Im Bereich des Kellerabganges befand sich eine Wartungsluke, die den Zugang zum Wallbaum mit den Ketten der Zugbrücke ermöglichte. Hier wurde aufgrund der Möglichkeit, die Maschinerie im virtuellen Modell zur Schau zu stellen, auf eine Abdeckung der Wartungsöffnung verzichtet.Um die beiden Räume, die der Tür in die Stadt am nächsten lagen, liefen Galerien, wie von Kern-Kernried zeigt. Mit einer Brüstungshöhe von ca. 120 cm waren sie etwa brusthoch, ermöglichten es den Wächtern aber auch, sich in die Deckung zurückzuziehen, sofern sie nicht gesehen werden wollten. Der Einlass war eine Verteidigungseinrichtung, also kann von geschlossenen Brüstungen ausgegangen werden, die einen Angriff auf die Torwächter auch mit Fernwaffen nahezu unmöglich machen mussten (vgl. Abb. 33). Für den Passanten machte das Zusammenspiel aus dieser Raumeinteilung, den aus dem Obergeschoss bedienbaren Durchgangstüren sowie der Unklarheit, ob und wenn ja, wie viele Personen die Maschinerie bedienten, wohl einen Großteil des Ehrfurcht gebietenden Eindruckes des Alten Einlasses aus. Als Nachttor musste der Einlass zudem in nahezu völliger Dunkelheit benutzt werden.
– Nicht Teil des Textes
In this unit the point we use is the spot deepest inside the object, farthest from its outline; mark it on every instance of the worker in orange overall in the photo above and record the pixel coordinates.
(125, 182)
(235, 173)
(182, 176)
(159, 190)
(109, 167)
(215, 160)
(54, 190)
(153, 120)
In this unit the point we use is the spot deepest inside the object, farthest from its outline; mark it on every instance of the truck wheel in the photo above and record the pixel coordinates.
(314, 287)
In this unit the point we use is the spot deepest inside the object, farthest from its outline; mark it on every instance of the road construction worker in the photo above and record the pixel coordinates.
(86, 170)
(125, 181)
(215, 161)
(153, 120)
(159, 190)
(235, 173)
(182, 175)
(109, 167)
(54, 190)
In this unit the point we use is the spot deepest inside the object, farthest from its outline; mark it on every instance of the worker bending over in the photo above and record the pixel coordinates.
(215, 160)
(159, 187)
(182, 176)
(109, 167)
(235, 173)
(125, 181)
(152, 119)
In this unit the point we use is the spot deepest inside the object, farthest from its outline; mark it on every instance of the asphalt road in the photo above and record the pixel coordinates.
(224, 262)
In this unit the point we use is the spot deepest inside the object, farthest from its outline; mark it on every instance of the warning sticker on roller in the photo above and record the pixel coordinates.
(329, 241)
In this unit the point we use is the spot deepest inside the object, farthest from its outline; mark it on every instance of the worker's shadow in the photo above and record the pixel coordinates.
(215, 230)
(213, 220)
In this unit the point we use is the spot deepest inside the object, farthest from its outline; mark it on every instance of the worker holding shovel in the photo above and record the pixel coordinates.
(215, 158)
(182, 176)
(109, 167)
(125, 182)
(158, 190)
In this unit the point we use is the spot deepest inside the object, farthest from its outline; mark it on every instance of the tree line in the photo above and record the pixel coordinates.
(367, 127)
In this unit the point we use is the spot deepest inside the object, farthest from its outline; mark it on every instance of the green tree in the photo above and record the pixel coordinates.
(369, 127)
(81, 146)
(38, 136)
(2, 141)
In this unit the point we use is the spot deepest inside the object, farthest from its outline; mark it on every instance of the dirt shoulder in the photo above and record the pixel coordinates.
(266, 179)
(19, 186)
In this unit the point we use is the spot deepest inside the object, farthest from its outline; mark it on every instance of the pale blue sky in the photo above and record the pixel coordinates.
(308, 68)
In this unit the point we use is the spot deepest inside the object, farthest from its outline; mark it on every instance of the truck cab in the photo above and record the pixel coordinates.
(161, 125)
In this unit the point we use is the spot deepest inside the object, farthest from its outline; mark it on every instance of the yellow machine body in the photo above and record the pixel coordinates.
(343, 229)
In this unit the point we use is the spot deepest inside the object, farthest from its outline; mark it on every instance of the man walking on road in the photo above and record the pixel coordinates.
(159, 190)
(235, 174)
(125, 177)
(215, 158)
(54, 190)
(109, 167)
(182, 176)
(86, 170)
Selbst wenn die Wächter im Obergeschoss Kerzen oder Blendlaternen nutzten, wurde von dem Licht nur ein minimaler Teil in das Erdgeschoss weitergegeben. Passanten bewegten sich also Größtenteils in Dunkelheit, sofern sie nicht selbst für Beleuchtung sorgten. Ein Lichtblick – im wahrsten Sinne des Wortes – erwartete die Einreisenden erst im letzten Raum des Einlasses. Hier wurde, das versichern Reiseberichte,
aus dem Obergeschoss eine Schale mit einem Licht heruntergelassen, damit die Passanten ihr Passiergeld entrichten konnten. Erst wenn dies geschehen war, bestand die Möglichkeit, dass man aus dem letzten Raum abgeholt würde. Dies geschah laut dem Schwur, den die sogenannten Einlässer als Diensteid ablegen mussten, durch den Bürgermeister.Wenn man aus dem Einlassgebäude heraustrat und in der Stadt angelangte, stand man am Anfang bzw. eigentlich am Ende der Leihhausgasse. Von dieser Straße existiert ein Foto aus der Zeit, bevor sie dem Theaterneubau von 1877 zum Opfer fiel (vgl. Abb. 15). Man kann auf diesem Bild die Straße entlang blicken; der Einlass war schon 10 Jahre zuvor abgetragen worden. Wie bereits erwähnt, zeigte sich hier auf der rechten Straßenseite, dass kein Durchgang zwischen Einlass und Salzstadel vorhanden war. Anders die gegenüberliegende Straßenseite: Dort befand sich ein Durchgang, der ermöglichte, an der Stadtmauer entlang zu gehen. Für die virtuelle Modellierung ist die Fotografie grundlegend. Die Häuser lassen sich im Stadtplan von 1846, dem sogenannten Wenng-Plan, identifizieren (Abb. 14) und verlaufen an beiden Seiten der Leihhausgasse. Betrachtet man die Fotografie und den Plan zusammen, so können alle Gebäude auf dem Foto exakt identifiziert werden. Das hier entscheidende Detail ist eine Regenrinne, die in der Mitte eines Hauses linker Hand senkrecht verläuft: Ein Hinweis darauf, dass hier der Traufbereich zwischen zwei Haushälften aufgeteilt war und es sich bei dem Gebäude um eine Doppelhaushälfte handelte. Diese These korrespondiert auch mit der Einteilung der Gebäude auf dem Stadtplan, der statt einem länglichen Haus zwei nahezu quadratische Grundrisse an dieser Stelle abbildet. Die Gebäude erhalten ihre Position im Gesamtbild erst zum Ende der Modellierung, weshalb hier noch keine Abbildungen der virtuellen Leihhausgasse gezeigt werden können. Die Leihhausgasse ist das letzte Bild, das sich dem Museumsbesucher bietet, wenn er den Einlass in der VR-Umgebung verlässt.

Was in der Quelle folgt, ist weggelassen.